The Marquette men’s team surpassed its expectations and conquered a hill-ridden course en route to an eighth-place finish (out of 31) at the NCAA Great Lakes regional in Toledo, Ohio, its best finish since 2007.
The men, who entered the race ranked 12th in the region, followed the leadership of seniors Blake Johnson (31:09.7), Peter Bolgert (31:12.6) and junior Jack Senefeld (31:30.8), who placed 37th, 38th and 51st overall, respectively.
According to Senefeld, other teams came out running too hard with the extra excitement of a regional meet and he was proud that the Golden Eagles stayed within themselves.
“Going into the race we all had the mindset that we needed to continue what we were doing all year,” he said. “Everyone kept calm and cool going into the race, and it worked out. We made sure we did the things that we wanted to do and paced ourselves well.”
Coach Mike Nelson said the men’s team had isolated a few key teams that it wanted to beat, and achieved near perfection. Of the six teams it wanted to finish better than, Marquette bested four of them: Eastern Michigan, Michigan State, Purdue and Cincinnati. Butler and Central Michigan were the two that got away.
Nelson called it “the race within the race.”
“Mentally, the men had the transition from 8k to 10k and it’s definitely a tougher challenge,” he said. “But we wanted to focus on the men’s side on running a smart, relaxed race … the teams that do well in racing, often times, are not those who pick it up, but those who just do not slow down.”

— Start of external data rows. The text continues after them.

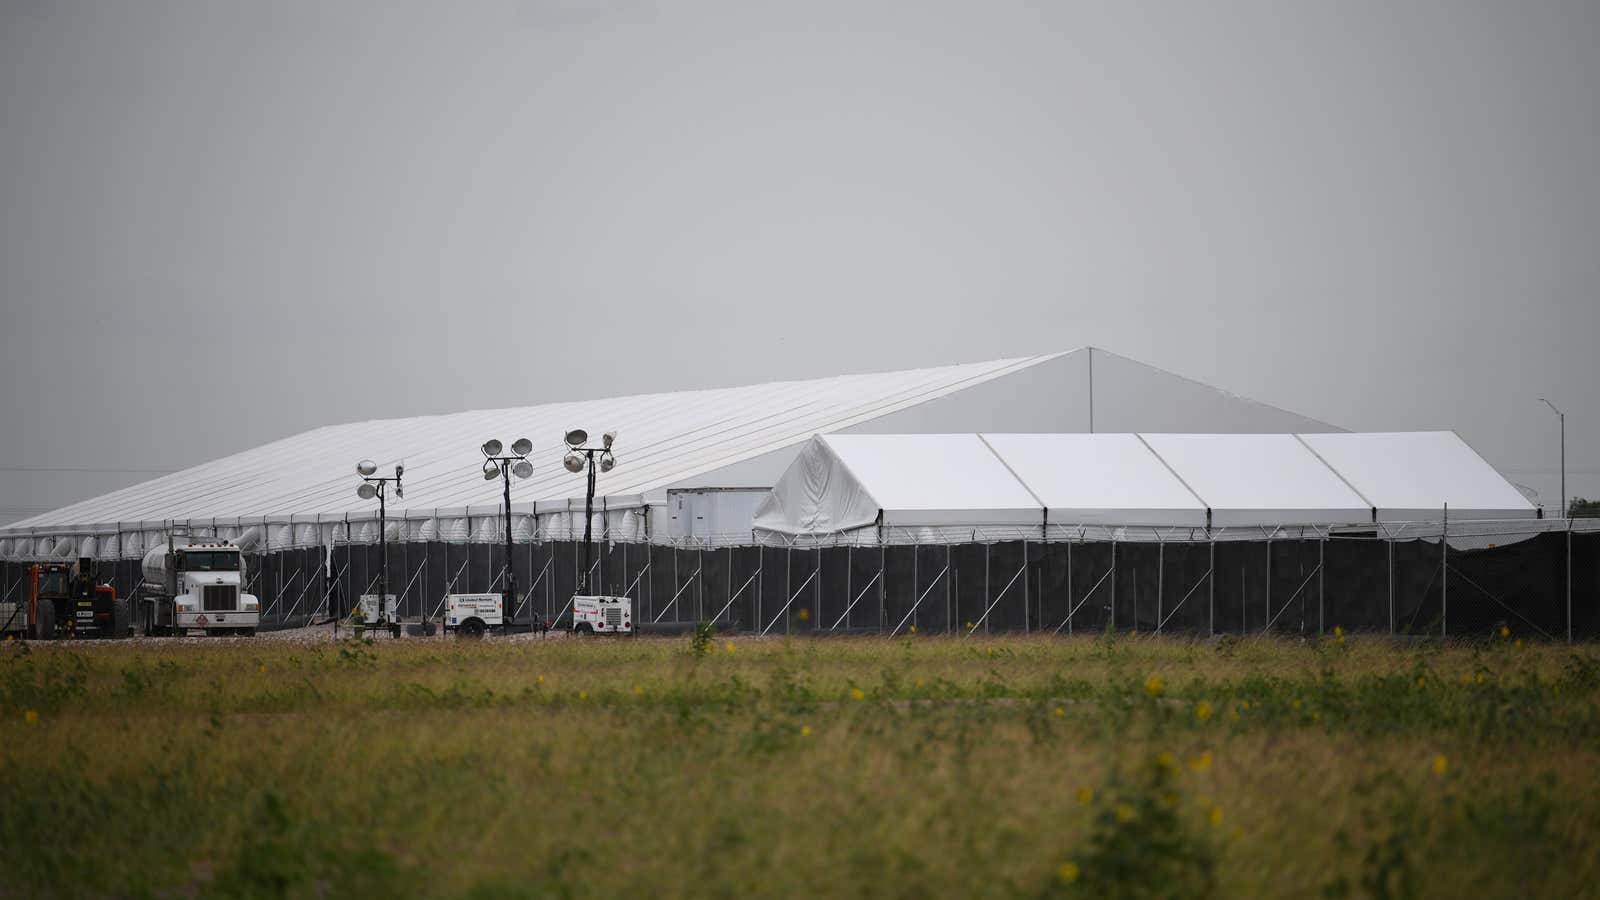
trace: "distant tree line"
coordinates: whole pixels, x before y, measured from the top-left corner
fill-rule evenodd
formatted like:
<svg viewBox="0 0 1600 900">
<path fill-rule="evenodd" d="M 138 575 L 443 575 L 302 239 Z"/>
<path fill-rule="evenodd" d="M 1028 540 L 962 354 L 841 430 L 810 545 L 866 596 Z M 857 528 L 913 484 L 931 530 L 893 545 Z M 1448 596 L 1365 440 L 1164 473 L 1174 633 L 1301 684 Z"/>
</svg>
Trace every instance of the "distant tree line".
<svg viewBox="0 0 1600 900">
<path fill-rule="evenodd" d="M 1600 519 L 1600 500 L 1585 500 L 1582 497 L 1573 497 L 1572 503 L 1567 507 L 1569 519 Z"/>
</svg>

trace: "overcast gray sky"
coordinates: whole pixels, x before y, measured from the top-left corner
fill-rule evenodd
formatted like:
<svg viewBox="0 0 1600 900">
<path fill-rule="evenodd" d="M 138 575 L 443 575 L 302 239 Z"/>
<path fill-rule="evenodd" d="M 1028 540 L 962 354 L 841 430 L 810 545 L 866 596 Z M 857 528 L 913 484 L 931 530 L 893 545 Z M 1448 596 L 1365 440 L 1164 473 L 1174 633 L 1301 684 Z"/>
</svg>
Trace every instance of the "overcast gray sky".
<svg viewBox="0 0 1600 900">
<path fill-rule="evenodd" d="M 0 522 L 1094 344 L 1600 494 L 1600 3 L 0 0 Z M 469 435 L 476 440 L 478 436 Z"/>
</svg>

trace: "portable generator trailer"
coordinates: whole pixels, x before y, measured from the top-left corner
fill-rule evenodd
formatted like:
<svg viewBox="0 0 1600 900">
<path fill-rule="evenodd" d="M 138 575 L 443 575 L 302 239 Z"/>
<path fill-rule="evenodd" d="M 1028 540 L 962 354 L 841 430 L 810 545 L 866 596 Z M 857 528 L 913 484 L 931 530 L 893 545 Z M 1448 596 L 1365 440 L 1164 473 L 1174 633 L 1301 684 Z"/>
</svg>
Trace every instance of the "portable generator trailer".
<svg viewBox="0 0 1600 900">
<path fill-rule="evenodd" d="M 572 598 L 574 634 L 633 634 L 633 601 L 627 597 L 576 595 Z"/>
<path fill-rule="evenodd" d="M 145 634 L 255 634 L 261 601 L 245 593 L 244 551 L 227 541 L 179 546 L 175 538 L 169 535 L 167 546 L 144 556 L 139 597 Z"/>
<path fill-rule="evenodd" d="M 446 594 L 444 633 L 459 637 L 483 637 L 490 631 L 505 631 L 505 600 L 499 594 Z"/>
<path fill-rule="evenodd" d="M 133 622 L 127 599 L 101 583 L 85 557 L 29 566 L 23 596 L 0 604 L 0 630 L 41 641 L 119 638 L 133 633 Z"/>
</svg>

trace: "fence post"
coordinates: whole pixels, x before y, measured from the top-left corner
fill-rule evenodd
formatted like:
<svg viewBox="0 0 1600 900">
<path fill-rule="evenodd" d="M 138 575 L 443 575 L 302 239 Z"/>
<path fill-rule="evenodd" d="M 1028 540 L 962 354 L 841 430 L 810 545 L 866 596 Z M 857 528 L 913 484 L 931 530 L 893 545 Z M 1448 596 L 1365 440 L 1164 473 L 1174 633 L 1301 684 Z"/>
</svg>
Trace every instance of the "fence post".
<svg viewBox="0 0 1600 900">
<path fill-rule="evenodd" d="M 1206 628 L 1210 630 L 1211 637 L 1217 636 L 1217 536 L 1206 529 Z"/>
<path fill-rule="evenodd" d="M 1563 500 L 1563 503 L 1566 501 Z M 1563 510 L 1566 512 L 1565 510 Z M 1567 512 L 1567 643 L 1572 643 L 1572 513 Z"/>
<path fill-rule="evenodd" d="M 889 618 L 888 610 L 885 608 L 888 604 L 889 594 L 887 587 L 889 583 L 889 551 L 883 543 L 883 531 L 881 529 L 878 531 L 878 575 L 878 633 L 882 634 L 883 626 L 888 624 Z"/>
<path fill-rule="evenodd" d="M 1272 536 L 1267 536 L 1267 627 L 1263 633 L 1272 630 Z"/>
<path fill-rule="evenodd" d="M 1072 535 L 1067 535 L 1067 637 L 1072 636 Z"/>
<path fill-rule="evenodd" d="M 1317 636 L 1322 636 L 1323 622 L 1323 587 L 1327 584 L 1328 570 L 1323 565 L 1328 560 L 1328 539 L 1317 541 Z"/>
<path fill-rule="evenodd" d="M 1439 530 L 1439 636 L 1450 636 L 1450 504 Z"/>
<path fill-rule="evenodd" d="M 1389 637 L 1394 637 L 1394 537 L 1383 541 L 1389 550 Z"/>
<path fill-rule="evenodd" d="M 1161 633 L 1162 590 L 1167 583 L 1167 542 L 1156 535 L 1156 634 Z"/>
<path fill-rule="evenodd" d="M 1111 630 L 1117 630 L 1117 535 L 1111 534 Z"/>
<path fill-rule="evenodd" d="M 948 562 L 949 560 L 946 560 Z M 1022 539 L 1022 633 L 1028 628 L 1028 539 Z"/>
</svg>

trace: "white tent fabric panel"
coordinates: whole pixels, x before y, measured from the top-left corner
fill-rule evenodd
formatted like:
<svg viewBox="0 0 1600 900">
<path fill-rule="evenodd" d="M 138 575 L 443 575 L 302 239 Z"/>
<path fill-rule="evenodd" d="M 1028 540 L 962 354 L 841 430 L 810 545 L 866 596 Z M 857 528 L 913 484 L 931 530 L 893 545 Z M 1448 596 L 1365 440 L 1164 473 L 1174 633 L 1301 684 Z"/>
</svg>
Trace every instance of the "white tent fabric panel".
<svg viewBox="0 0 1600 900">
<path fill-rule="evenodd" d="M 1532 518 L 1534 505 L 1453 431 L 1303 434 L 1382 522 Z"/>
<path fill-rule="evenodd" d="M 1372 508 L 1292 434 L 1146 434 L 1214 525 L 1365 522 Z"/>
<path fill-rule="evenodd" d="M 1043 508 L 976 434 L 834 434 L 814 438 L 755 527 L 787 534 L 886 526 L 1027 525 Z"/>
<path fill-rule="evenodd" d="M 976 434 L 834 434 L 822 441 L 868 487 L 885 525 L 1043 521 L 1038 498 Z"/>
<path fill-rule="evenodd" d="M 985 434 L 1049 510 L 1077 525 L 1206 524 L 1206 507 L 1132 434 Z"/>
<path fill-rule="evenodd" d="M 1292 434 L 1146 434 L 1215 525 L 1363 522 L 1371 506 Z"/>
<path fill-rule="evenodd" d="M 755 527 L 784 534 L 836 534 L 878 520 L 878 502 L 822 437 L 806 443 L 756 506 Z"/>
</svg>

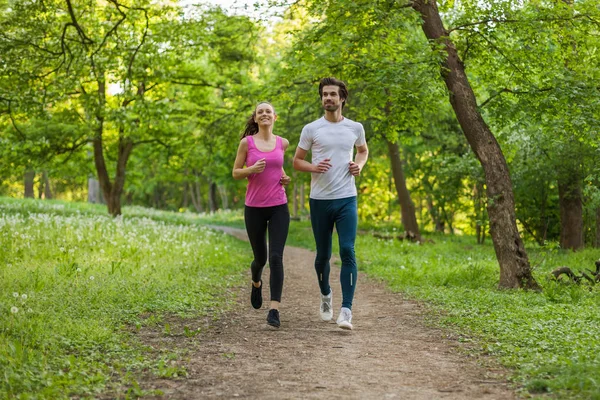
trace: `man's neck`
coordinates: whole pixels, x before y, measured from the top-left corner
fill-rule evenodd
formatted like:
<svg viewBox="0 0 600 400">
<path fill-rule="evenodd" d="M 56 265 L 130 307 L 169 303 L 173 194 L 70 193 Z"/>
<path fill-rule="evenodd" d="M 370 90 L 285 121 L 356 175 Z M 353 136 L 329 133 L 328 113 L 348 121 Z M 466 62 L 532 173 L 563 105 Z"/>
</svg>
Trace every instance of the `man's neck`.
<svg viewBox="0 0 600 400">
<path fill-rule="evenodd" d="M 325 111 L 325 119 L 329 122 L 340 122 L 344 119 L 342 109 L 338 108 L 335 111 Z"/>
</svg>

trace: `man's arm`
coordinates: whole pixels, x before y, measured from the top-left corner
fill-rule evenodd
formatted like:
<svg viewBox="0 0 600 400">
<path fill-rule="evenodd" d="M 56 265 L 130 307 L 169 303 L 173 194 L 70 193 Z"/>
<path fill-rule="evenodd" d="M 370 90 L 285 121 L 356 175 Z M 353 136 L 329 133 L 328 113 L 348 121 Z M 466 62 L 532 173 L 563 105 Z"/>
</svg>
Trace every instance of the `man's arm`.
<svg viewBox="0 0 600 400">
<path fill-rule="evenodd" d="M 313 165 L 305 160 L 306 154 L 308 154 L 308 151 L 301 147 L 296 148 L 296 154 L 294 154 L 294 169 L 296 171 L 316 172 L 318 174 L 322 174 L 331 168 L 331 160 L 329 158 L 324 159 L 317 165 Z"/>
<path fill-rule="evenodd" d="M 356 146 L 356 157 L 354 157 L 354 161 L 350 161 L 350 166 L 348 167 L 350 173 L 354 176 L 359 176 L 368 158 L 369 148 L 367 147 L 367 143 Z"/>
</svg>

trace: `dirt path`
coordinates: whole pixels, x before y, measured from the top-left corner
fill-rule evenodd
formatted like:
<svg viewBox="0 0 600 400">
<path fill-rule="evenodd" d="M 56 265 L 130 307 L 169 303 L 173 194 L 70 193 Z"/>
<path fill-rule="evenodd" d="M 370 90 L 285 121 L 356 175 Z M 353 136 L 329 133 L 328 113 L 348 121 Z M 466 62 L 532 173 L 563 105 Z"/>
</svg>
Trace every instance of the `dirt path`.
<svg viewBox="0 0 600 400">
<path fill-rule="evenodd" d="M 221 228 L 238 238 L 245 232 Z M 194 338 L 189 376 L 154 380 L 158 398 L 173 399 L 512 399 L 505 371 L 493 360 L 469 357 L 447 333 L 424 323 L 419 304 L 359 276 L 353 331 L 319 318 L 319 291 L 310 251 L 288 246 L 281 328 L 250 305 L 250 283 L 239 305 L 215 328 Z M 334 321 L 339 269 L 332 271 Z M 484 366 L 483 363 L 488 366 Z"/>
</svg>

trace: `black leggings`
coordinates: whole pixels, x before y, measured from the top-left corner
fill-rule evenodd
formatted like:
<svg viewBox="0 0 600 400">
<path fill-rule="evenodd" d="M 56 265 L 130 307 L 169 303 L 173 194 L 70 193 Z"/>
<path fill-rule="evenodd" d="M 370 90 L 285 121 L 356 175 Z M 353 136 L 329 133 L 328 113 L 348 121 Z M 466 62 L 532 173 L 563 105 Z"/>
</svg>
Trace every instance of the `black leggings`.
<svg viewBox="0 0 600 400">
<path fill-rule="evenodd" d="M 252 245 L 254 260 L 250 266 L 252 280 L 261 280 L 267 263 L 267 229 L 269 230 L 269 268 L 271 270 L 271 300 L 281 301 L 283 290 L 283 248 L 290 227 L 288 205 L 273 207 L 249 207 L 244 210 L 246 232 Z"/>
</svg>

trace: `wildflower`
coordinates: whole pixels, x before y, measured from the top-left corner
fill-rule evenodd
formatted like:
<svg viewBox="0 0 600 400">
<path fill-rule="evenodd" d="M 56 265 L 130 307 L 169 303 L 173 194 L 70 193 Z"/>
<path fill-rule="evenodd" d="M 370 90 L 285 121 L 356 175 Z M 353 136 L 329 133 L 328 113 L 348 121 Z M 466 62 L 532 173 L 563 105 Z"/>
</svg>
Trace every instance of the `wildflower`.
<svg viewBox="0 0 600 400">
<path fill-rule="evenodd" d="M 13 293 L 13 297 L 19 297 L 19 293 L 17 293 L 17 292 L 14 292 L 14 293 Z"/>
<path fill-rule="evenodd" d="M 27 295 L 26 295 L 25 293 L 23 293 L 23 294 L 21 295 L 21 298 L 22 298 L 23 300 L 27 300 Z"/>
<path fill-rule="evenodd" d="M 81 272 L 81 268 L 77 268 L 77 272 Z"/>
<path fill-rule="evenodd" d="M 33 310 L 32 310 L 31 308 L 28 308 L 28 309 L 27 309 L 27 312 L 28 312 L 28 313 L 32 313 L 32 312 L 33 312 Z"/>
<path fill-rule="evenodd" d="M 96 278 L 94 278 L 94 276 L 93 276 L 93 275 L 92 275 L 92 276 L 90 276 L 90 281 L 93 281 L 94 279 L 96 279 Z"/>
<path fill-rule="evenodd" d="M 61 253 L 63 253 L 65 251 L 65 248 L 61 247 L 59 250 L 60 250 Z"/>
<path fill-rule="evenodd" d="M 100 254 L 104 254 L 104 249 L 100 249 Z"/>
<path fill-rule="evenodd" d="M 17 307 L 11 307 L 10 308 L 10 312 L 13 313 L 13 314 L 16 314 L 16 313 L 19 312 L 19 309 Z"/>
</svg>

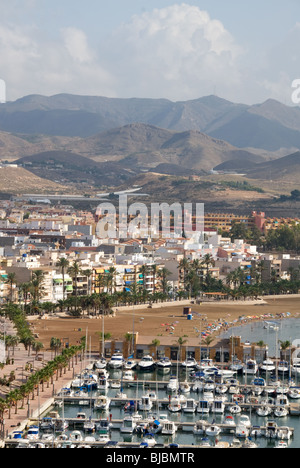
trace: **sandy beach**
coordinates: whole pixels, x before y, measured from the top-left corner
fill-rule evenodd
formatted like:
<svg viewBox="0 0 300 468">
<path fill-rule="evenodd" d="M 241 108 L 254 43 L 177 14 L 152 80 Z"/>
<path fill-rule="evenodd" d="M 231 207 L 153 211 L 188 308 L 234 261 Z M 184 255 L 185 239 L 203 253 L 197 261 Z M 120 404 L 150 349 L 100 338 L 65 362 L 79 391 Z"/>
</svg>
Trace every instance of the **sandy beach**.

Running focused and consistent was an even tougher challenge considering the conditions of the race. Although the weather was perfect, the uneven terrain at Ottawa Park Golf Course presented a challenge for both the men’s and women’s races.
Senior Carly Windt, who turned in a personal best of 22:11.9 for 79th place, believes that both teams did their best to compete. The women placed 17th in a field of 33 in a slightly more competitive field — according to Nelson.
“Some girls had their best races of the season, so we can’t blame it on the course,” Windt said. “But this was probably the hardest course we’ve had all year. It was hillier and that kind of plays a bit of a factor.”
This is the attitude Nelson has sought to instill in his runners — no excuses.
“The course was hillier than I expected to be,” he said. “Combine that with the turns, and what we had all envisioned coming into the race wasn’t what we got. But that could only throw you off if you were weak-minded … we train on all kinds of different surfaces and areas around Milwaukee … It’s all about competition.”
Considering these factors, Nelson was adamant that he believes that this weekend was the best performance for the women’s team, regardless of its finish.
He said this remains the challenge in cross-country: you can run your best race and still have no control over your opponents.
“Our goal was to finish in the top-15, but you cannot really control the other team,” Nelson said. “Even though we’re in a race with another team, all we can do is run our best race; and our women did that. We’re definitely on an upswing.”